Throughout the early 1970s Mao continued his goal of reducing the economic gap between the city and the countryside. The children of urban elite lived and worked among rural peasants. The children of peasants, workers, and soldiers attended the reopened schools where they studied the works of Mao and the accomplishments of peasants. Thousands of students received rudimentary medical training and went to the countryside as so-called barefoot doctors; they provided basic health care to peasants who otherwise had no access to medical facilities. Urban culture was replaced by new revolutionary ballet, opera, and literature, much of it produced under the patronage of Jiang Qing. The new work expressed the struggles of the peasants and glorified Chairman Mao.
While most of the radical excesses of the Cultural Revolution had diminished by the mid-1970s, some of its rhetoric and policies continued even after Mao’s death in 1976. Jiang Qing and the rest of the Gang of Four were arrested that year. Their arrest was declared the official end of the movement, but it was not until 1981 that the Gang of Four were convicted for their crimes and the Communist Party leadership under Deng Xiaoping officially condemned the Cultural Revolution.
The Cultural Revolution had far-reaching impacts on all aspects of Chinese society. The years of chaos from 1966 to 1969 saw the slowdown and partial collapse of the Chinese economy. Rural markets were forbidden and peasants were forced to sell all produce to the state. The possibility for economic cooperation with the West was eliminated by China’s emphasis on self-reliance above all else, as well as by its xenophobia, the fear of foreigners and foreign ways. This caused economic isolation and stagnation. In contrast, during the same period the economies of Japan, Taiwan, and South Korea soared.
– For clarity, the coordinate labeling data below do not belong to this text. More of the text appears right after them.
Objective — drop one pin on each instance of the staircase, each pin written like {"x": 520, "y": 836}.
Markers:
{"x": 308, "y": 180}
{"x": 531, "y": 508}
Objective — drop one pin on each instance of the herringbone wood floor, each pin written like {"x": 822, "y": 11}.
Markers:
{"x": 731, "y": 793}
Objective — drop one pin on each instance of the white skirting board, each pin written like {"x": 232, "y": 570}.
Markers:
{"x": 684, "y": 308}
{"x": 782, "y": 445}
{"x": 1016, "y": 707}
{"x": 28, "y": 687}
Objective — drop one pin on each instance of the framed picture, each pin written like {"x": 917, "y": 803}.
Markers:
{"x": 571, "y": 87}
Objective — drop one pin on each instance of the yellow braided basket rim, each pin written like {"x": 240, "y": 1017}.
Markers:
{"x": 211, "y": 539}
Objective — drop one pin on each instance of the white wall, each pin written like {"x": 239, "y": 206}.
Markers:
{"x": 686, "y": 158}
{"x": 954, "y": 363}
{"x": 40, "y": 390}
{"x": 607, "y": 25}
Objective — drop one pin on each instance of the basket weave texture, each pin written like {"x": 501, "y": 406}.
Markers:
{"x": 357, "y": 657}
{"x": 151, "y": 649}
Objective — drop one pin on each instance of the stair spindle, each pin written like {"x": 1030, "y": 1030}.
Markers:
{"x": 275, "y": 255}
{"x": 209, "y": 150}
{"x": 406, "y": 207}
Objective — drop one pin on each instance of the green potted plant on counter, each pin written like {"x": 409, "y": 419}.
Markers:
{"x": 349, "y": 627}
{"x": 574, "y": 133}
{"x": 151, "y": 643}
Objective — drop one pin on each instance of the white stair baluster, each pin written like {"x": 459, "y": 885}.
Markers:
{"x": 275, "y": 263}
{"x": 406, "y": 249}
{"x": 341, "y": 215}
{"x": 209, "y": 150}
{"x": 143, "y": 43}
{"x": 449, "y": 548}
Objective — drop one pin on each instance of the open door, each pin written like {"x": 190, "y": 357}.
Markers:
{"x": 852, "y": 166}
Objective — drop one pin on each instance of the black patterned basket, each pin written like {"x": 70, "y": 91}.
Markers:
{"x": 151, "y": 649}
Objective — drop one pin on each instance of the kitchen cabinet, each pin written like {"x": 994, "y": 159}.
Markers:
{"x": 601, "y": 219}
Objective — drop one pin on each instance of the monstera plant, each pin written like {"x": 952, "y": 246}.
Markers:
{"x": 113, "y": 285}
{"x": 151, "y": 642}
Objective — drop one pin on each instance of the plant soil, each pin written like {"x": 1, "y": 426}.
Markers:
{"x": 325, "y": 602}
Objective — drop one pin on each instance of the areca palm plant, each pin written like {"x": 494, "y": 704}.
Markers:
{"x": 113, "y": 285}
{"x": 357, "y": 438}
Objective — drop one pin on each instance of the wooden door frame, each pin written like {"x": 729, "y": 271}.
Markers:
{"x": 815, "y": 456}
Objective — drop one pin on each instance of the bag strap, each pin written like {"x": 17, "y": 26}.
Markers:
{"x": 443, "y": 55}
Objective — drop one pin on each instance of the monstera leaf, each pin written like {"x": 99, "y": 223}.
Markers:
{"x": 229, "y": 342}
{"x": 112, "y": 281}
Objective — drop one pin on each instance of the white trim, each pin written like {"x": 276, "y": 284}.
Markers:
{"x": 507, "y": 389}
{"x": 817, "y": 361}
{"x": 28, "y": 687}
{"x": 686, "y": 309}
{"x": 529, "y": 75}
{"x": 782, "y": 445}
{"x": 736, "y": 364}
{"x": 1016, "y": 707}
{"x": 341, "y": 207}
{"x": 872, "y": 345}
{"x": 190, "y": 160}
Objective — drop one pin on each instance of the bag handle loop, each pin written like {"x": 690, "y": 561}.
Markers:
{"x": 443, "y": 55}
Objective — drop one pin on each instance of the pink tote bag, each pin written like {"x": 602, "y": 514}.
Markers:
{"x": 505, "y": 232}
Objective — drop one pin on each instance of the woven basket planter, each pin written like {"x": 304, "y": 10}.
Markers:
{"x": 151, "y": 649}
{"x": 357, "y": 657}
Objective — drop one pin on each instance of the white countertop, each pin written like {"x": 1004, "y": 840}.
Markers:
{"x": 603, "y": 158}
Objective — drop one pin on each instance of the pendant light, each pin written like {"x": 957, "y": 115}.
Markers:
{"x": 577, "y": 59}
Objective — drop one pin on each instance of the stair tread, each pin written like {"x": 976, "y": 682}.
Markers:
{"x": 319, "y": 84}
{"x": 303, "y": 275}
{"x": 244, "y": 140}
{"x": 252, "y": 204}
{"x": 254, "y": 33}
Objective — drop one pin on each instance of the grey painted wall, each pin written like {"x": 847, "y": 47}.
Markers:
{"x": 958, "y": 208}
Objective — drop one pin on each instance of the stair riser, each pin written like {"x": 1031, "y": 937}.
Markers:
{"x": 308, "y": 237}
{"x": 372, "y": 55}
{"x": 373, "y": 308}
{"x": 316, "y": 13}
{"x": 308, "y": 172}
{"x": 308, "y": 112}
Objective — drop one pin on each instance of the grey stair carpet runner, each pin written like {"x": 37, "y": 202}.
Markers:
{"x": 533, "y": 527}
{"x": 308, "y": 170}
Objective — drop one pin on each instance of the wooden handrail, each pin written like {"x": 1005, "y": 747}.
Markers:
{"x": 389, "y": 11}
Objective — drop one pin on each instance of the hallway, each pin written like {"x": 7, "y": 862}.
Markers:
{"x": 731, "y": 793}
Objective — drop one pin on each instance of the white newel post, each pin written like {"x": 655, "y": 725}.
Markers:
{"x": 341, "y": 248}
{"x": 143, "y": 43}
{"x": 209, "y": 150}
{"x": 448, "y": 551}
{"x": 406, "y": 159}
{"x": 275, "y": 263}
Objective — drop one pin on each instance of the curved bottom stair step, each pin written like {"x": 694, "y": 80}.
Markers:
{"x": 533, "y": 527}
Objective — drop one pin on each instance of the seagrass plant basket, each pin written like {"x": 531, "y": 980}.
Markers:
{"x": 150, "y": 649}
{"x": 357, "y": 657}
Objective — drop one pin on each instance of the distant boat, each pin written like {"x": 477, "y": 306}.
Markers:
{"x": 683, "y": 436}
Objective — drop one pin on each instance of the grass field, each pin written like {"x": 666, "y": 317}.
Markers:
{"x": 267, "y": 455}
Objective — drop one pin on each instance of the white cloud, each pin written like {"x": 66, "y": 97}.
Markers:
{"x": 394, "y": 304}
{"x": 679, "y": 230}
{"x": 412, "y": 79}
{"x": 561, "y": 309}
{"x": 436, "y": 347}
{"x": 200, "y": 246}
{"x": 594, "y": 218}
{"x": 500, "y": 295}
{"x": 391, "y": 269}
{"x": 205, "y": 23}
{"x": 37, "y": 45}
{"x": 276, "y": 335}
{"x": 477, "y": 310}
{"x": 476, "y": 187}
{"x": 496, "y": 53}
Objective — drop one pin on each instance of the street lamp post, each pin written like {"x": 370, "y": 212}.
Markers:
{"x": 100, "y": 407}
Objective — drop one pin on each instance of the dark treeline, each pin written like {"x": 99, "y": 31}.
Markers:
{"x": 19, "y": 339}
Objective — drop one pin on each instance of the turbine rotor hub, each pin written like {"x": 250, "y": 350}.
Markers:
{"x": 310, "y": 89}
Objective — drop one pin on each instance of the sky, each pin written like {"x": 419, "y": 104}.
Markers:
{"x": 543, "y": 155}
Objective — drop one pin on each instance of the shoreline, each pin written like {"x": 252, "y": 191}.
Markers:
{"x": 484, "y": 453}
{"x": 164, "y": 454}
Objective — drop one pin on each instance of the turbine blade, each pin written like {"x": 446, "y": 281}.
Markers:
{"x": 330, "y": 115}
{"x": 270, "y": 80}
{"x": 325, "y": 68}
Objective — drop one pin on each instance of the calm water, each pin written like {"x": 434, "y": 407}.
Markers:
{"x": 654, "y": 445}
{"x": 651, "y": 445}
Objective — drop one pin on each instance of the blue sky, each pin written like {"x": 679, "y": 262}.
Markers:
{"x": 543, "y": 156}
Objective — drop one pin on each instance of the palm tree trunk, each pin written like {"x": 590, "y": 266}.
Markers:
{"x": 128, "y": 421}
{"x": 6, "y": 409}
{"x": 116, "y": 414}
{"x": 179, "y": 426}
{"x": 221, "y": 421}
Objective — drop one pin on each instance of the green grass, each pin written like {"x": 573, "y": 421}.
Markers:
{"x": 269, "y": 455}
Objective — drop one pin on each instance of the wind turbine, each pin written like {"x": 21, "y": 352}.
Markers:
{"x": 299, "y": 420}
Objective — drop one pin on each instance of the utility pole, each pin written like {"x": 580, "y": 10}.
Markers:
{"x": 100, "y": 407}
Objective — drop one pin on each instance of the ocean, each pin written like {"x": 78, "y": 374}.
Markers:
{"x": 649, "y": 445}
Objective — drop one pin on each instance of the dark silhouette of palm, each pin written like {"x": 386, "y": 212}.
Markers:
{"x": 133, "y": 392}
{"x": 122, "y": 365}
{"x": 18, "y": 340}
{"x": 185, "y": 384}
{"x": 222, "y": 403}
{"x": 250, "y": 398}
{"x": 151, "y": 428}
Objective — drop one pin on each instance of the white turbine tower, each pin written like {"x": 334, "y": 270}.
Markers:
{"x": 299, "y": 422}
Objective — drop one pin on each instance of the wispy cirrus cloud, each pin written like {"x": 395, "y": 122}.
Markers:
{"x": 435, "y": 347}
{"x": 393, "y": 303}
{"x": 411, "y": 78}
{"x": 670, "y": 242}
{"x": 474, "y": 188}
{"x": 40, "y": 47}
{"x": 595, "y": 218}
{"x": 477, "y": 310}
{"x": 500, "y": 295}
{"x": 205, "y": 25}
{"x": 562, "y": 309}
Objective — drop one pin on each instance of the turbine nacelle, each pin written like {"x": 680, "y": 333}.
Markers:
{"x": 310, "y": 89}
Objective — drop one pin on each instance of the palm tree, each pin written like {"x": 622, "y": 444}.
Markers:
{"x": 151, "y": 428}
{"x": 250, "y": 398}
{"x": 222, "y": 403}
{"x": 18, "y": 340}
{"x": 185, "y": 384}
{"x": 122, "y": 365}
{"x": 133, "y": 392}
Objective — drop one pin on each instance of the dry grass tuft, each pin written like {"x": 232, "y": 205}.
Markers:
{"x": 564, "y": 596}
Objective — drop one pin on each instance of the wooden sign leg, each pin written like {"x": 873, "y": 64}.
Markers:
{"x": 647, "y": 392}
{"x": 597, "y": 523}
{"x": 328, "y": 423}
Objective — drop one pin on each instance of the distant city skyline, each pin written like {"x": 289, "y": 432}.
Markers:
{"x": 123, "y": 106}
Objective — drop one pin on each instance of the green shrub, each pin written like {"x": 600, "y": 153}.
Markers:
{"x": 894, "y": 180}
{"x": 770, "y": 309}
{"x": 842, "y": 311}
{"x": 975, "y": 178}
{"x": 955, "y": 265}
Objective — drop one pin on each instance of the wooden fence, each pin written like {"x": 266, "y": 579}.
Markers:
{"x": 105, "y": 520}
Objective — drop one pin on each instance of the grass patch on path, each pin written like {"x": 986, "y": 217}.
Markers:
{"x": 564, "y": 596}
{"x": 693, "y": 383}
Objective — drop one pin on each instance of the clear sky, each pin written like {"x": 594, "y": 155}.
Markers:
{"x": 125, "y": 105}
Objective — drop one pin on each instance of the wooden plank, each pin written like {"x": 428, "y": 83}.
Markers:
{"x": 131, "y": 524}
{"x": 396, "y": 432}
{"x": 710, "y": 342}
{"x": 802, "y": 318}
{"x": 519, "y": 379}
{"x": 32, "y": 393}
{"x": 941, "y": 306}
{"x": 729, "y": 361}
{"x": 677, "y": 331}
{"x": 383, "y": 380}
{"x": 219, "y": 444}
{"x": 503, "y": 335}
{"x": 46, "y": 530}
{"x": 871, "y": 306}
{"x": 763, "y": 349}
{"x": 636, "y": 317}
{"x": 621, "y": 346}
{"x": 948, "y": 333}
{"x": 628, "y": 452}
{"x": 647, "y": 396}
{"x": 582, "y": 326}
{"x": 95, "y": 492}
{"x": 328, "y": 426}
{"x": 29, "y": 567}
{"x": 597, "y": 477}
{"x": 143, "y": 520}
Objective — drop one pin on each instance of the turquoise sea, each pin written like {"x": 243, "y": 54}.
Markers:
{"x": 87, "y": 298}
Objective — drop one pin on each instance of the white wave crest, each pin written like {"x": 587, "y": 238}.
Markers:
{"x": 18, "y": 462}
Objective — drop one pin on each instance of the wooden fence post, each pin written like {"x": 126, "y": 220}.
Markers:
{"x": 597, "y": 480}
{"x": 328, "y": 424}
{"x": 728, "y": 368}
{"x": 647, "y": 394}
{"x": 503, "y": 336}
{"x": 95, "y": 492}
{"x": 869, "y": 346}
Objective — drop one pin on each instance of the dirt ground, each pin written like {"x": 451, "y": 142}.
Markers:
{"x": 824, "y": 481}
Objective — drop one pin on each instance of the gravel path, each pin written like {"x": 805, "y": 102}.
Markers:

Education suffered serious setbacks. An entire generation of young people had their education disrupted while they “made revolution” for Chairman Mao. College entrance exams, suspended in 1966, were not reinstated until 1977. During the Cultural Revolution many valuable books and collections were destroyed and many scholars at China’s leading schools died from abuse by the Red Guards.
The Chinese Communist Party (CCP) lost much of its prestige as a result of the Cultural Revolution. People at all levels of society were disillusioned by the high-level power struggles and the instability of party policy. But the CCP remained tenaciously in control, in part because Deng Xiaoping’s economic reforms of the 1980s and 1990s attempted to wipe out the legacy of the Cultural Revolution.
Even Mao, once glorified as “The Great Helmsman” and the “Red Sun,” was officially criticized for his “leftist mistakes” in the Cultural Revolution, but was still praised for his leadership in both the war against Japan (see Sino-Japanese Wars) and the civil war against the Kuomintang. Today, while privately vilified by many Chinese, Mao is at the same time still genuinely admired as a powerful national leader.